Em Weapons of math destruction, livro que deu origem ao documentário Dilema das Redes, a matemática norte-americana Cathy O’Neil mostra como a abundância de dados possibilitada pela Internet, o famoso big data, teria gerado uma distópica realidade, em que algoritmos governariam seres humanos. A intenção original de aludir à expressão “armas de destruição em massa”, substituindo “massa” por “matemática”, perde-se na tradução para português. Publicado no Brasil como Algoritmos de destruição em massa: como o big data aumenta a desigualdade e ameaça a democracia, o título perdeu a metáfora da arma, elemento central do argumento de O’Neil.

A autora defende que a vida algorítmica reforça os conflitos existentes e cria novos, o que justificaria a comparação com armas, ou seja, instrumentos destinados a atacar.

Ela não está sozinha na sua cruzada crítica à tecnologia: outros best sellers, como A era do capitalismo de vigilância, de Shoshana Zuboff, e A nova idade das trevas, de James Bridle, trazem, em tom de alerta, muitos exemplos em que o uso de algoritmos de inteligência artificial resultaram em decisões discriminatórias e injustas. E mais: esse processo decisório não é auditável e não há responsabilização sobre os seus erros.

Embora tenham razão na sua demanda por regulação, essas obras partem de um pressuposto comum que nos parece questionável e longe de dar conta da nossa realidade: a existência de um poder central maligno orwelliano que teria arquitetado o novo modelo e dele se nutriria.

Um novo documentário, que teve a sua estreia mundial em fins de maio, traz um tom longe de tecnofóbico e, mesmo, sensacionalista. Com uma linguagem sóbria, Immoral Code (código imoral, em português) concentra-se num uso bastante específico de algoritmos de inteligência artificial: as armas letais.

Nesse caso, não há metáfora. Embora as consequências de outras decisões algorítmicas também possam matar, este não é o seu objetivo original. Já as armas autónomas letais (LAW, no irónico acrónimo em inglês), também chamadas robôs assassinos, destinam-se unicamente a atacar potenciais inimigos.
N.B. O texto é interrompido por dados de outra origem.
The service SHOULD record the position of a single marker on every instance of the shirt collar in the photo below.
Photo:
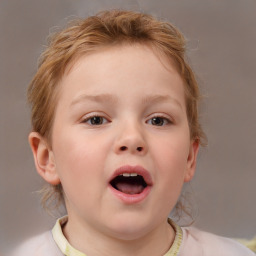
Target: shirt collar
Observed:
(67, 249)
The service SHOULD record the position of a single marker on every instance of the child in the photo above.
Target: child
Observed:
(116, 134)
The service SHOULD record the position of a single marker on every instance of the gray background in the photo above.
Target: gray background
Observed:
(222, 50)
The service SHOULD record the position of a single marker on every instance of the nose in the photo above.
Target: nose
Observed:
(131, 139)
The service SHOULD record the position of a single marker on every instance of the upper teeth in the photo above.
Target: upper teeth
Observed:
(129, 174)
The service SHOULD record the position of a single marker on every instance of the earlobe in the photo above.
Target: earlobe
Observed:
(191, 161)
(44, 158)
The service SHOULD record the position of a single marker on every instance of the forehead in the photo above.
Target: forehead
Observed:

O problema, explicam os especialistas de diferentes áreas ouvidos no filme, é que a identificação desses alvos se baseia em algoritmos falíveis e, pior, não supervisionados por humanos.

Ao mesmo tempo que faz a denúncia e instrui o público sobre inteligência artificial, o sistema de defesa dos países e o contexto de desenvolvimento desses sistemas, Immoral Code, produzido pela campanha internacional Stop Killer Robots, trata o tema de forma didática e pragmática: diante dos riscos que apresenta, a novidade tecnológica precisa de ser tema de um tratado internacional específico que crie limitações à sua produção e responsabilize os Estados infringentes.

Para alcançar esse objetivo, o grupo de instituições e movimentos que fazem parte da campanha tem vindo a mobilizar a comunidade internacional no âmbito da Convenção das Nações Unidas sobre Certas Armas Convencionais. A maioria dos países já concordou com a importância e a urgência de se tratar do tema, mas poucos se comprometeram com medidas concretas.

Portugal, por exemplo, enfatizou a importância do controlo humano sobre o uso da força e o manuseamento de armas. O tema já estava entre as preocupações do país durante a sessão de 2018 do Primeiro Comité sobre Desarmamento e Segurança Internacional da Assembleia Geral da ONU: “Ressaltamos que todos os Estados compartilham a responsabilidade de garantir que os seus sistemas de armas cumpram o direito internacional, em particular o direito internacional humanitário”. No entanto, concretamente, apenas declarou a intenção em subscrever termo de comprometimento político com este fim.

Em julho, este tema será tratado pela primeira vez por países de língua portuguesa. Uma conferência na Universidade Lusófona de Lisboa reunirá especialistas e autoridades da CPLP, que exporão investigações e pontos de vista sobre o assunto. Oxalá possam, conjuntamente, influenciar para melhorar os rumos das inevitáveis guerras futuras.